As you meet new people and move further down your career path, you’ll find out that you need soft skills you didn’t previously know about. Continuously moving through the above process for every new skill you decide you need is going to be a major part of your early career, and likely also your entire life.

In order to help you find soft skills you might need, make a regular habit of looking at advice given by people further along your chosen path than you are. They don’t need to be on precisely the same path: for example, if your goal is to start a successful technology startup, look at advice given by senior developers, project managers, CEOs, CTOs, CIOs, and COOs, as well as startup founders. There’s a lot of soft skill overlap between these, and erring on the side of gaining too many skills is always better than not having enough.

Advice #4: Fail faster.

There’s a software testing process called “shift-right testing”. The mentality is that, since it’s impossible to have zero bugs, your software should fail as fast as possible, with as little user impact as possible. This will make it possible to find and fix errors quickly.

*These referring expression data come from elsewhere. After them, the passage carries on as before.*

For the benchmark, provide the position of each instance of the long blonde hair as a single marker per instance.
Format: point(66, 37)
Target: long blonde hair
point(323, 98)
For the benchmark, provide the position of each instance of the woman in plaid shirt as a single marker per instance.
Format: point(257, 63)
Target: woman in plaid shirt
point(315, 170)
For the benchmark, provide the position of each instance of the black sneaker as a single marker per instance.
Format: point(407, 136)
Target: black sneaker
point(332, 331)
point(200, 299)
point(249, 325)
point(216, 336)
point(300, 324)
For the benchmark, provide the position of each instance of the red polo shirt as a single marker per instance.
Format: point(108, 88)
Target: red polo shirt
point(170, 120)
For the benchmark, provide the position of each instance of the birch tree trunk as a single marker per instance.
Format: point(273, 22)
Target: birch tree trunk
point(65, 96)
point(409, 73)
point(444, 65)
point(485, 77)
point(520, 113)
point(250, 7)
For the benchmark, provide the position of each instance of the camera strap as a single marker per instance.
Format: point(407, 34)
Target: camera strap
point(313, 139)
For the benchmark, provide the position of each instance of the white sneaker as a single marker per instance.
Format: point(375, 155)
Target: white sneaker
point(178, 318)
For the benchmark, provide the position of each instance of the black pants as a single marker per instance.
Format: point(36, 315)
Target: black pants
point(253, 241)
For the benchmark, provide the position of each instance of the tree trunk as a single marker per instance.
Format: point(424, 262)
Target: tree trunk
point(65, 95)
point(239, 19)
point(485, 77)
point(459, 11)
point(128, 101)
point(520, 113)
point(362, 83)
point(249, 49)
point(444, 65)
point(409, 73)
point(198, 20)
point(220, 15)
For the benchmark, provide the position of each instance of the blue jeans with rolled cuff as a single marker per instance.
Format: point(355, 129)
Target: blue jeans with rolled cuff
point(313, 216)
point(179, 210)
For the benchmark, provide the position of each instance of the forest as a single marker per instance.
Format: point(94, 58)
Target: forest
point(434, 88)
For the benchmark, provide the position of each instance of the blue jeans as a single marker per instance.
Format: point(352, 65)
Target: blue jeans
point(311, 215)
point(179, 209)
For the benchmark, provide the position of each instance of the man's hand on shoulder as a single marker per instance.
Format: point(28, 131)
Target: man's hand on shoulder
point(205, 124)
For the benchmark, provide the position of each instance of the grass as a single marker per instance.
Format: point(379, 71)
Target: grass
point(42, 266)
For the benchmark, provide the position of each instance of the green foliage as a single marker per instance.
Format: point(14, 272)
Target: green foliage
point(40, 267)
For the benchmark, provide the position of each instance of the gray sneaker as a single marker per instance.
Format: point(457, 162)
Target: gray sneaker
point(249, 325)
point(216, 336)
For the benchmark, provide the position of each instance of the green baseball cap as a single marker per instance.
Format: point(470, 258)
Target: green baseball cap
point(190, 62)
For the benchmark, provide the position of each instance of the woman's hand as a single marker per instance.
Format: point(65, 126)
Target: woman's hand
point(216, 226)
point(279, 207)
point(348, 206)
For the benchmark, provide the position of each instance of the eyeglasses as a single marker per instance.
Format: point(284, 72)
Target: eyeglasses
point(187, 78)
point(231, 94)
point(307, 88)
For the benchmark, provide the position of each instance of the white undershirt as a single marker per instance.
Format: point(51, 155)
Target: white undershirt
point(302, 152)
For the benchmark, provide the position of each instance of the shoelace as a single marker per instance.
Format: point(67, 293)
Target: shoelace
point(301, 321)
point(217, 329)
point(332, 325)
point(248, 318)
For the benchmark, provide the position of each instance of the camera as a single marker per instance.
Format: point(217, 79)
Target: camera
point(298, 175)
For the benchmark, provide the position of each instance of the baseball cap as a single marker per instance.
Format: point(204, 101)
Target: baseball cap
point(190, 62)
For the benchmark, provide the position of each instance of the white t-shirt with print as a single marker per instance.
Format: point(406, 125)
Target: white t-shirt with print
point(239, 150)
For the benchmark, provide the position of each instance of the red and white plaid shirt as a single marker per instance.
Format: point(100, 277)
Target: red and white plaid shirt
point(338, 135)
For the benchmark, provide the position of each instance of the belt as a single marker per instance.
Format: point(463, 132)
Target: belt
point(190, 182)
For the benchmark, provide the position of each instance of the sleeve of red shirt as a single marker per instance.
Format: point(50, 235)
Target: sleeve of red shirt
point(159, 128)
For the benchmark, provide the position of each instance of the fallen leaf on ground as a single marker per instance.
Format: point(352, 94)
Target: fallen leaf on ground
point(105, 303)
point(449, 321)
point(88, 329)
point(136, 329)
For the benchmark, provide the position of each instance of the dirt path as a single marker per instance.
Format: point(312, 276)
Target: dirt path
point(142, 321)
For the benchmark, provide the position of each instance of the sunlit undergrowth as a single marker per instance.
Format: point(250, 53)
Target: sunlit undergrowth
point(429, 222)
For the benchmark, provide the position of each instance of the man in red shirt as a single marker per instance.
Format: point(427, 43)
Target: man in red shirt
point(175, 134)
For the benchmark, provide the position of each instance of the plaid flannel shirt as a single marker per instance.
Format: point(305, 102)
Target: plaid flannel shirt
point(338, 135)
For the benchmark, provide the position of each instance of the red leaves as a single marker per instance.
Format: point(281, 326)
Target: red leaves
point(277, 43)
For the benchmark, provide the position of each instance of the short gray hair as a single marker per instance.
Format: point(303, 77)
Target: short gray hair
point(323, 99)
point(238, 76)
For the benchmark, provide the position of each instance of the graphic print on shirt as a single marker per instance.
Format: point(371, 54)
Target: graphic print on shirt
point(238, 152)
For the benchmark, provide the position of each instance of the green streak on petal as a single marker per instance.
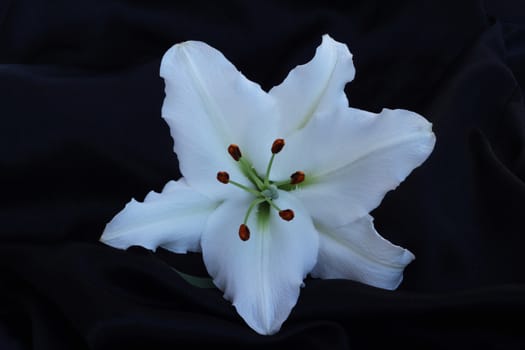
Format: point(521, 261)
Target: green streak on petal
point(263, 216)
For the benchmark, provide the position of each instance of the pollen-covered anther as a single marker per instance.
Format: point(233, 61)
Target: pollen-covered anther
point(277, 146)
point(223, 177)
point(286, 214)
point(297, 177)
point(244, 232)
point(235, 152)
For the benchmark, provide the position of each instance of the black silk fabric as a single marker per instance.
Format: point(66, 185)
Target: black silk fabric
point(81, 134)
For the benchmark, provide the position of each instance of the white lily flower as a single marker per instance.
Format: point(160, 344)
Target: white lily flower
point(299, 172)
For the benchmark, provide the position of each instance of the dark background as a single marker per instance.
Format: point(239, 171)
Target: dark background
point(81, 134)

If you tend to be a stubborn person (as I am), applying this mentality to your life will prevent you from beating your head against too many walls. Essentially, if a step on your path is very difficult, check if it’s a difficulty that you should try to overcome or a difficulty indicative of a flaw in your plan. If it’s a flaw in the plan, fail fast, and stop working on the thing.

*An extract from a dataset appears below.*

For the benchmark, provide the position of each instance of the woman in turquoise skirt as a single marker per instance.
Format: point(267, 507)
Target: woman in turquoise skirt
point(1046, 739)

It may enrage you to hear me say, essentially, “give up.” But giving up because you decided it’s a suboptimal path is not the same thing as giving up because you can’t handle the work required for the optimal path.

Here’s an example. Prior to my current role, I worked a sales job for around a year. I took that job in the first place to improve my social skills, which is an area I’m naturally poor at. After a year there, I had learned a lot, but I felt I could still learn more. Unfortunately, the person who had mentored me for that time quit, and no one else was as good. Further, because I had at that point been commuting to a job over an hour’s drive away, working 10-12 hour days, and being in college full-time, on top of being naturally poor at the central skillset required for the job, I was feeling very burnt-out.

Even despite this, I didn’t want to quit. I wasn’t nearly as good at sales as I wanted to be yet. I still got nervous doing cold calls. I still had a hard time matching the energy levels of my prospects. But after a long and tear-filled conversation with my mom, I realized it was silly to keep beating my head against this: I’d learned plenty already, if I needed to know more I’d have plenty of opportunities to learn, and I was at the end of my mental rope. It made more sense to take some time away from working to finish my degree, then look for a better job. So I resigned.

If you can remember to fail fast, it will also help you to avoid sunk-cost fallacy. Deciding you have to continue doing something, purely because you’ve already spent a lot of time or energy on it, just means you’ll waste even more of your time. But if you can fail fast, and let it go, you’ll be able to spend your future doing something more effective than what consumed your past.